Efficient job scheduling is vital for handling the diverse demands of HPC and AI/ML workloads. It ensures that compute resources, whether CPUs or GPUs, are utilized optimally, preventing bottlenecks and idle time. Scheduling also allows for dynamic adaptation to fluctuating workloads, ensuring that resources are allocated in real-time based on priority and demand.
After having looked at various HPC and AI workloads characteristics, let’s take a look at some of the prominent job scheduling options.
SLURM (Simple Linux Utility for Resource Management) is a robust open-source job scheduler designed for High-Performance Computing (HPC) environments. It efficiently manages and allocates resources, such as CPUs, GPUs, and memory, across large clusters of nodes. SLURM supports features like job prioritization, pre-emption, dependency handling, and partitioning, making it ideal for running computationally intensive, batch-oriented workloads.

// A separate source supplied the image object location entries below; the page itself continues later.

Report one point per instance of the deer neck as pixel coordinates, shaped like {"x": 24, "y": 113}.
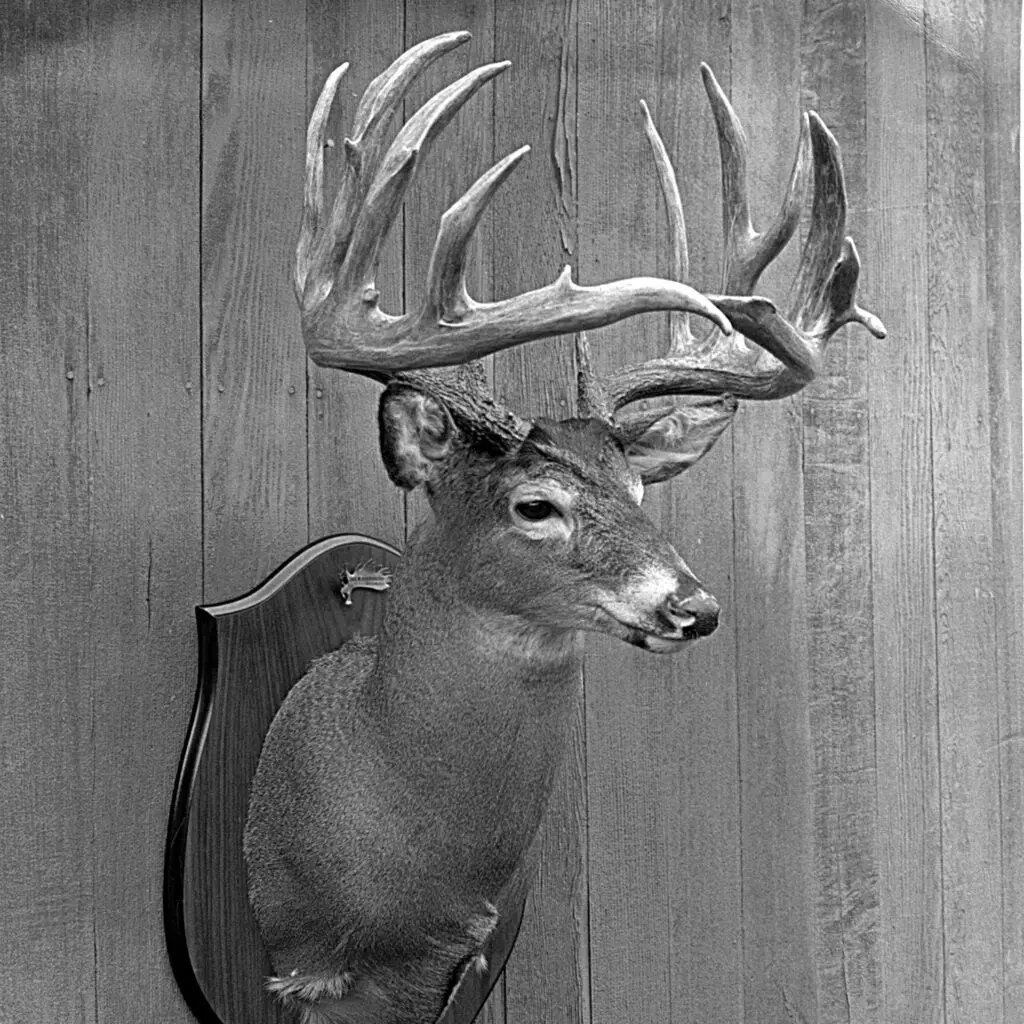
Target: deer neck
{"x": 449, "y": 651}
{"x": 476, "y": 689}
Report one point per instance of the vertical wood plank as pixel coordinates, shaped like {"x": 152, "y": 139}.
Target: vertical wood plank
{"x": 775, "y": 756}
{"x": 145, "y": 538}
{"x": 839, "y": 570}
{"x": 901, "y": 513}
{"x": 698, "y": 777}
{"x": 964, "y": 557}
{"x": 535, "y": 235}
{"x": 1003, "y": 245}
{"x": 254, "y": 366}
{"x": 47, "y": 919}
{"x": 348, "y": 488}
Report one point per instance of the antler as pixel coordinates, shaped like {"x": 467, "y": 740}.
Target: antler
{"x": 824, "y": 291}
{"x": 336, "y": 258}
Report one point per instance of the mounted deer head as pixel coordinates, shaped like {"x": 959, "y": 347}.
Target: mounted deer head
{"x": 402, "y": 782}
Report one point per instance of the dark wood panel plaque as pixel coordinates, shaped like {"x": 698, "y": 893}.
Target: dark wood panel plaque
{"x": 251, "y": 651}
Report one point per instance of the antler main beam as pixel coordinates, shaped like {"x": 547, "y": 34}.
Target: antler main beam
{"x": 824, "y": 292}
{"x": 343, "y": 325}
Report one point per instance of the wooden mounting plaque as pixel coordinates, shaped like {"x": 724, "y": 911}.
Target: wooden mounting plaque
{"x": 251, "y": 651}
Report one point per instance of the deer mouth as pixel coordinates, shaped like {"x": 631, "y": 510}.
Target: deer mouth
{"x": 648, "y": 637}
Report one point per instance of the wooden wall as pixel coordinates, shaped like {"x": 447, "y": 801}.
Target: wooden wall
{"x": 815, "y": 816}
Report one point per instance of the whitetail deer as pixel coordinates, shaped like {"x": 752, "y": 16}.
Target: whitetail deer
{"x": 402, "y": 782}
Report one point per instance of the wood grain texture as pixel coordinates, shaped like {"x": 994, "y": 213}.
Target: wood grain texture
{"x": 145, "y": 508}
{"x": 839, "y": 572}
{"x": 1003, "y": 244}
{"x": 771, "y": 598}
{"x": 254, "y": 366}
{"x": 969, "y": 778}
{"x": 814, "y": 816}
{"x": 902, "y": 583}
{"x": 47, "y": 903}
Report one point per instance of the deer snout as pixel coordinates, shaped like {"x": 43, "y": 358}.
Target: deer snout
{"x": 694, "y": 613}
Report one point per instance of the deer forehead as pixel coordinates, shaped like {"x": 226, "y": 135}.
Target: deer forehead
{"x": 581, "y": 456}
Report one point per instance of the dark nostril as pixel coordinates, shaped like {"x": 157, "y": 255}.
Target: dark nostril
{"x": 697, "y": 611}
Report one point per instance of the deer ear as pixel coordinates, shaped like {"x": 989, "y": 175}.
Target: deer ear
{"x": 675, "y": 441}
{"x": 416, "y": 433}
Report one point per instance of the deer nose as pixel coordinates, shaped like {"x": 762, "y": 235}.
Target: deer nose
{"x": 696, "y": 612}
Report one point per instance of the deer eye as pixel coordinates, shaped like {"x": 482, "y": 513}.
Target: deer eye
{"x": 536, "y": 511}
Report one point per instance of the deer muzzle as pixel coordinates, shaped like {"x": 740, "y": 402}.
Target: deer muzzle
{"x": 690, "y": 615}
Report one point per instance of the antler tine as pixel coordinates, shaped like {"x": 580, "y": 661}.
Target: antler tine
{"x": 679, "y": 257}
{"x": 748, "y": 252}
{"x": 342, "y": 324}
{"x": 373, "y": 116}
{"x": 391, "y": 181}
{"x": 825, "y": 288}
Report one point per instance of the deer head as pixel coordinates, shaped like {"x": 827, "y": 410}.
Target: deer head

Ray is a distributed open-source computing framework for executing parallel and distributed processing of AI/ML workloads. Ray's job scheduling capabilities enable distributed model training, fault tolerance, task pre-emption and scaling, which results in efficient resource utilization. Ray enables developers to harness multi-node GPU processing capability by defining tasks that can be executed in parallel across the distributed GPU clusters spanning on-premises, cloud, or hybrid environments.
Kubernetes (With NVIDIA GPU operator) enables scheduling of GPU-accelerated workloads, managing pod-level resource allocation, and ensuring seamless scaling for AI/ML applications. It supports a wide range of use cases, including containerized training pipelines, inference deployments, and batch processing, particularly in multi-tenant or cloud-native environments. By combining Kubernetes’ powerful orchestration features with NVIDIA's GPU optimizations, this solution simplifies the execution of AI/ML workloads in scalable, containerized environments while providing flexibility for both batch and real-time processing tasks. Kubernetes can also be used for transactional workloads with soft isolation through different namespaces. We call it soft since it is not 100% secure, but good enough for an organization for sharing across departments.
Run.ai is a proprietary Kubernetes-native platform focused on optimizing GPU resource utilization and scheduling for AI/ML workloads by extending the native K8s scheduling capabilities specifically for AI/ML workloads. It enables dynamic GPU allocation, pooling, and partitioning, allowing multiple jobs to share GPUs efficiently. Run:AI’s job scheduling capabilities include pre-emption, priority-based scheduling, and resource quotas, ensuring fair allocation in multi-tenant environments.
The below table gives a brief comparison between features offered by the above stated job schedulers.
4. Finding a best fit job scheduler
Determining the best fit job scheduler depends on the short term and long term nature of AI workloads that are planned to be scheduled on the available GPU infrastructure.
For longer duration LLM training that span months, bare metal nodes serve the purpose without any need for a job scheduler. The only requirement here would be to have a sophisticated infra manager that automates bare metal provisioning such that it could be quickly reprovisioned for any type of new LLM training requirement.
For any other category of the AI/ML workloads it would be prudent to use some job scheduler.
The below table depicts how various job schedulers fare for supporting the different categories of AI/ML workloads.
As evident from the chart above, no single job scheduler perfectly addresses the diverse requirements of all use cases. To bridge this gap, at aarna.ml, we have developed a comprehensive GPU Cloud Management Software (CMS) that enhances existing job, instance, and model scheduling solutions by introducing robust multi-tenancy, hard isolation, and seamless support for a wide range of workloads, including bare metal, VMs, containers, and Kubernetes pods.
5. Conclusion
Efficient job scheduling is essential for maximizing the performance of HPC and AI workloads. By understanding the unique strengths and limitations of these schedulers—and aligning them with specific workload demands—organizations can achieve optimal resource utilization, reduce costs, and unlock the full potential of their computational infrastructure.